Zu § 3
Öffentliche Bekanntmachungen des Landkreises können, soweit keine sondergesetzlichen Bestimmungen bestehen, in folgenden Formen durchgeführt werden:
durch Einrücken in das eigene Amtsblatt des Landkreises,
durch Einrücken in eine bestimmte, regelmäßig erscheinende Zeitung oder
durch Bereitstellung im Internet.
Die Form der öffentlichen Bekanntmachung ist im Einzelnen durch Satzung zu bestimmen.
Bei der öffentlichen Bekanntmachung im Internet ist in der Satzung über die öffentliche Bekanntmachung (Absatz 1 Satz 2) die Internetadresse des Landkreises anzugeben.
In dieser Satzung ist darauf hinzuweisen, dass die öffentlichen Bekanntmachungen an einer bestimmten Verwaltungsstelle des Landratsamts oder der kreisangehörigen Gemeinden während der Sprechzeiten kostenlos eingesehen werden können und gegen Kostenerstattung als Ausdruck zu erhalten sind.

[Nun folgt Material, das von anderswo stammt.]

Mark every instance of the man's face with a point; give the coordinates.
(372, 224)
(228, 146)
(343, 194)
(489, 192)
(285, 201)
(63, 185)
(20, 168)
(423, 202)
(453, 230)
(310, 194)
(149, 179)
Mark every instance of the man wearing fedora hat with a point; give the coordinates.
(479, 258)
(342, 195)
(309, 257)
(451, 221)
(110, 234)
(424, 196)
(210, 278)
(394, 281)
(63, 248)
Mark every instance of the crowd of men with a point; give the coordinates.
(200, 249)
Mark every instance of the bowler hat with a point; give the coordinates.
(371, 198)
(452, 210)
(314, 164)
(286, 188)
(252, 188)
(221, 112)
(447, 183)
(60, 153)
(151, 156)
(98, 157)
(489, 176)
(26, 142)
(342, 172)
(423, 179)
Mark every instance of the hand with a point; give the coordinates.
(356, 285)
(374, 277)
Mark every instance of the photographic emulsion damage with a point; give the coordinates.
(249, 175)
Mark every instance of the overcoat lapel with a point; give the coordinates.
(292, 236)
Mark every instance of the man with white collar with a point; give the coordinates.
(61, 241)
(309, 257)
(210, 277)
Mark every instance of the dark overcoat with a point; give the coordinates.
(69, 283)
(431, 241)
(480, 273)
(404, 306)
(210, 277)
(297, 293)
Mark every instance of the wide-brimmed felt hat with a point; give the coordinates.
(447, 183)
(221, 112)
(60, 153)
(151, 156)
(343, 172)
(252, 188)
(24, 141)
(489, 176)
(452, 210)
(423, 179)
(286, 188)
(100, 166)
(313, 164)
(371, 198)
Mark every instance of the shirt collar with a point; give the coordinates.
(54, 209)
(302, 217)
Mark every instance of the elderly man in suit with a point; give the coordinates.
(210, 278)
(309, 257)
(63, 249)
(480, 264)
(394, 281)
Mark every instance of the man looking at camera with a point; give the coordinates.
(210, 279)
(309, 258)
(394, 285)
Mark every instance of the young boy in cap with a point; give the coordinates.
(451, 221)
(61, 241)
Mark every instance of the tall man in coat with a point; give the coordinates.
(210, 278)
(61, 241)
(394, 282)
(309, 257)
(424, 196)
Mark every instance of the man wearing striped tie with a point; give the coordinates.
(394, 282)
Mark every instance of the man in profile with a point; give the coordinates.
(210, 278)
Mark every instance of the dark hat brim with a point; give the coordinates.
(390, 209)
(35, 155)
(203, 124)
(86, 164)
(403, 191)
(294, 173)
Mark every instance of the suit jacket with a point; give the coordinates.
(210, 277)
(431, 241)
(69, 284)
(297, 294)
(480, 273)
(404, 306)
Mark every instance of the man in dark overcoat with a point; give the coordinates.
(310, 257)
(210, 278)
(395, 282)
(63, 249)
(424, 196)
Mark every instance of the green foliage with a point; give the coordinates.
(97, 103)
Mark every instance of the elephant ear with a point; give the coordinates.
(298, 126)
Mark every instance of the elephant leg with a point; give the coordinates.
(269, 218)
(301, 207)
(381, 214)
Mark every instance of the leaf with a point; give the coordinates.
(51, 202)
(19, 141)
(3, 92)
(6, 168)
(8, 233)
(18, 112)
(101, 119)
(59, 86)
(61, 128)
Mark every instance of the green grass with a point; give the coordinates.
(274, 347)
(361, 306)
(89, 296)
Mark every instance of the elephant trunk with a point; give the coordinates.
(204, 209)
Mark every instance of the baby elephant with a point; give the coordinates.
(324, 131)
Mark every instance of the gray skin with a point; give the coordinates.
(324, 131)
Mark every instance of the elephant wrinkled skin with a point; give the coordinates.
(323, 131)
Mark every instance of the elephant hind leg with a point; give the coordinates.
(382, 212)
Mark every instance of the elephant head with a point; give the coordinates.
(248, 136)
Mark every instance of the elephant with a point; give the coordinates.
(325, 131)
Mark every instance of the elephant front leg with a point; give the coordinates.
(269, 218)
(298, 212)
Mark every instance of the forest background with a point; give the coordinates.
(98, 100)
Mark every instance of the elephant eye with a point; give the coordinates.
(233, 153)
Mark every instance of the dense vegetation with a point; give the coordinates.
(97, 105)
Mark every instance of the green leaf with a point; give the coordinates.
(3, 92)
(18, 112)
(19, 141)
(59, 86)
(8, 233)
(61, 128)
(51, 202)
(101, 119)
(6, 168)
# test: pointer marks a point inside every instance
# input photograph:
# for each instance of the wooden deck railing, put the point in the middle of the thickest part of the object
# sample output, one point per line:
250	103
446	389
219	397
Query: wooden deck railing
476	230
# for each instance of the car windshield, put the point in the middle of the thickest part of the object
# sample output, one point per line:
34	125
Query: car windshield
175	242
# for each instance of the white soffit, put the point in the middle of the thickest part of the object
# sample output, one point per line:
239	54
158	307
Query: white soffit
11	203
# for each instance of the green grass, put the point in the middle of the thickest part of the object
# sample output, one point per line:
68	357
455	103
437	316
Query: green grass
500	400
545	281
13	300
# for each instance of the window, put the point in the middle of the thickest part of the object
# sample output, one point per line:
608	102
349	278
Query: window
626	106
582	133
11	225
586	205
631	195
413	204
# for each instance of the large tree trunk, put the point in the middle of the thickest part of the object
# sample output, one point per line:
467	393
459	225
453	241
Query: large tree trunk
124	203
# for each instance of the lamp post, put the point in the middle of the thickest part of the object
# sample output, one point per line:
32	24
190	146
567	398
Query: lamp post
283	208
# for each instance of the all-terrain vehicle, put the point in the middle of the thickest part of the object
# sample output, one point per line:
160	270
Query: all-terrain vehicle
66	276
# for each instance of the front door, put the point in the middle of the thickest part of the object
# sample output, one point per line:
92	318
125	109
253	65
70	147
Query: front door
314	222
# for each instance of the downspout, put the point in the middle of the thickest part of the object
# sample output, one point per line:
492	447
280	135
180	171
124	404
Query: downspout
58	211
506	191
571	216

Ferner ist darauf hinzuweisen, dass Ausdrucke der öffentlichen Bekanntmachungen unter Angabe der Bezugsadresse gegen Kostenerstattung auch zugesandt werden.
Bei der Bekanntmachung im Internet ist der Bereitstellungstag anzugeben.
Öffentliche Bekanntmachungen im Internet müssen auf der Internetseite des Landkreises so erreichbar sein, dass der Internetnutzer auf der Startseite den Bereich der öffentlichen Bekanntmachungen erkennt.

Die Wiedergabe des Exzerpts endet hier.